We were more agile, but I knew one thing for sure: It was killer whales who ate dolphins, not the other way around.
<I have it on echolocation,> Cassie agreed tensely.
<What is this creature?> Ax asked.
<It's actually a species of dolphin,> Cassie said. <A close relative of this species we've morphed.>
<Yeah, close relative,> I muttered. <Like Chihuahuas and Dobermans are close relatives.>
<There's just one,> Cassie said. <Strange.>
<Why? What's strange?> Tobias asked.
<Just that orcas usually hunt as a pack,> Cassie said.
<Yeah, well this one is hunting us all by himself,> Tobias said. <Big as he is, he won't need any help!> <What do we do?> Marco asked.

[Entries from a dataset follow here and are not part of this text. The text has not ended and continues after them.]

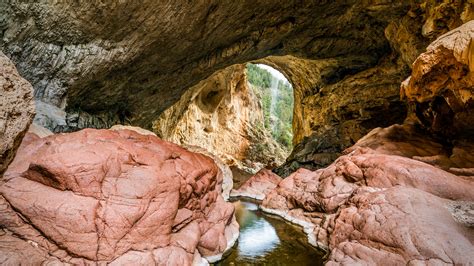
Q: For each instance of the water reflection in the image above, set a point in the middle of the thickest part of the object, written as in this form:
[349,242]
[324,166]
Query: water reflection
[257,236]
[266,240]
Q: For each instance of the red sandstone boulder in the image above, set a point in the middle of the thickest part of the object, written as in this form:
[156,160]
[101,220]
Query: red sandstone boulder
[116,196]
[399,226]
[258,186]
[368,205]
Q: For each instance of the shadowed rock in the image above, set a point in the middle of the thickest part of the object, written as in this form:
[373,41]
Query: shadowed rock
[258,185]
[16,110]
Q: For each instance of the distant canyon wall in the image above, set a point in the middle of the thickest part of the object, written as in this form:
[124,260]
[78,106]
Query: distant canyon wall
[223,115]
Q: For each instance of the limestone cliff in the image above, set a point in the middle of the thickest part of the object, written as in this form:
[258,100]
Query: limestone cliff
[16,110]
[222,115]
[101,66]
[345,59]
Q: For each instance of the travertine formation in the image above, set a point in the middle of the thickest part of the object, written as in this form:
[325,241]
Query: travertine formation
[16,110]
[257,186]
[442,83]
[382,203]
[112,196]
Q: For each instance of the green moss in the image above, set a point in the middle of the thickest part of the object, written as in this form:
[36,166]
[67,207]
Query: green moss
[277,121]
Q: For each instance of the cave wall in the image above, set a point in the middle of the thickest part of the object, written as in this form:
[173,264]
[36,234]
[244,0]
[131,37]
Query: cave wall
[223,115]
[96,64]
[134,60]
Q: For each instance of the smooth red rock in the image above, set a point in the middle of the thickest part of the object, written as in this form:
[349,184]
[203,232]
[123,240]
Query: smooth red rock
[399,226]
[98,195]
[258,185]
[372,207]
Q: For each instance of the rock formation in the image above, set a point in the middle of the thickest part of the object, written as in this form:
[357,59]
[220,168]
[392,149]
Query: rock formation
[442,83]
[400,194]
[366,204]
[112,196]
[257,186]
[223,116]
[16,110]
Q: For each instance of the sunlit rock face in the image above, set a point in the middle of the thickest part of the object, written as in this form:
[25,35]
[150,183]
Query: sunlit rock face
[346,59]
[340,99]
[401,194]
[364,206]
[222,115]
[113,196]
[16,110]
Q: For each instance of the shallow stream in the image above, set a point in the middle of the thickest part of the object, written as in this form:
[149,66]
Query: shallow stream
[268,240]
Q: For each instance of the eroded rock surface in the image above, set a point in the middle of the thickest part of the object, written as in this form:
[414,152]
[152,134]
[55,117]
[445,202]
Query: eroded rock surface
[16,110]
[441,86]
[257,186]
[222,115]
[371,206]
[113,196]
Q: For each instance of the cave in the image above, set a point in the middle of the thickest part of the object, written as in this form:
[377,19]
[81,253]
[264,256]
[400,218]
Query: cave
[131,135]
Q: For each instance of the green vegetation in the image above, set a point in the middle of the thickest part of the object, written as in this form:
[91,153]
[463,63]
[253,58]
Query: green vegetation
[279,114]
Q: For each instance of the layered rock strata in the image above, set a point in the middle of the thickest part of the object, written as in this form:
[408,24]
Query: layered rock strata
[365,205]
[16,110]
[118,197]
[222,115]
[402,194]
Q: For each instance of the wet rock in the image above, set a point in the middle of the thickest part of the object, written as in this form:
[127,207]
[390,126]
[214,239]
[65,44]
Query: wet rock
[115,196]
[257,186]
[16,110]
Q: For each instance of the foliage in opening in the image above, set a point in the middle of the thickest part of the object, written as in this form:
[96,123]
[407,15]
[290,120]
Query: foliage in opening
[279,114]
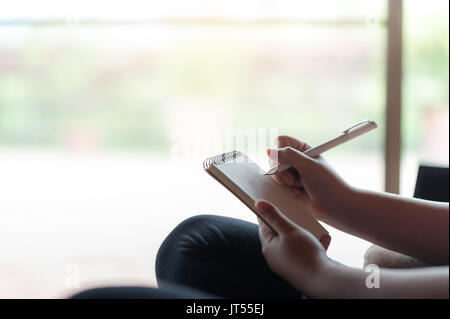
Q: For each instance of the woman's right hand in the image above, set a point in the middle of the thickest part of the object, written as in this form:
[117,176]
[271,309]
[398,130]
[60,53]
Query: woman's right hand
[311,180]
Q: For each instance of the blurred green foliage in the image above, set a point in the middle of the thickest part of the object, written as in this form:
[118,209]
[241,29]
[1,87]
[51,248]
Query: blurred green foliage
[98,85]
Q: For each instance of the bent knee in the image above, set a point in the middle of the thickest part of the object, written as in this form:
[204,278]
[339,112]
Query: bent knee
[192,236]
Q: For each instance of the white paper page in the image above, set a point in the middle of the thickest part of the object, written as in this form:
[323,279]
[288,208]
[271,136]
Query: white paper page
[248,177]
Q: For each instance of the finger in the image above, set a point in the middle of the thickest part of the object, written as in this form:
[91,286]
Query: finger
[274,218]
[325,241]
[289,177]
[291,156]
[284,141]
[266,234]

<He's just a killer whale,> Jake said. <We have human intelligence as well. We can't outfight or outrun him. We'll have to outthink him.>
<Head for the Coast Guard boat!> Tobias suggested. <We'll get beneath it and stay with it. The sound of the screws will keep him away.>
<Good idea,> Jake said. We turned sharply and raced for the boat. It wasn't going to be easy. We needed to get beneath a boat that wasn't all that big while it was rising and falling on the waves.
Besides, we were air breathers. We had to surface to get air, and couldn't hide there forever.
But it seemed to make sense. And would probably have worked. Except for one terrible fact.
<Ha-ha-ha, you think the propeller sounds will scare me off?> the killer whale said. <Nice try.>
This is maybe a few too coincidences too many. David could reasonably assume they're going to try and finish the mission, but he'd also have to know they're coming by water in a dolphin morph (cause if they were all sharks he'd be boned), acquire a killer whale, and also figure out their exact approach vector. The ocean's a big place.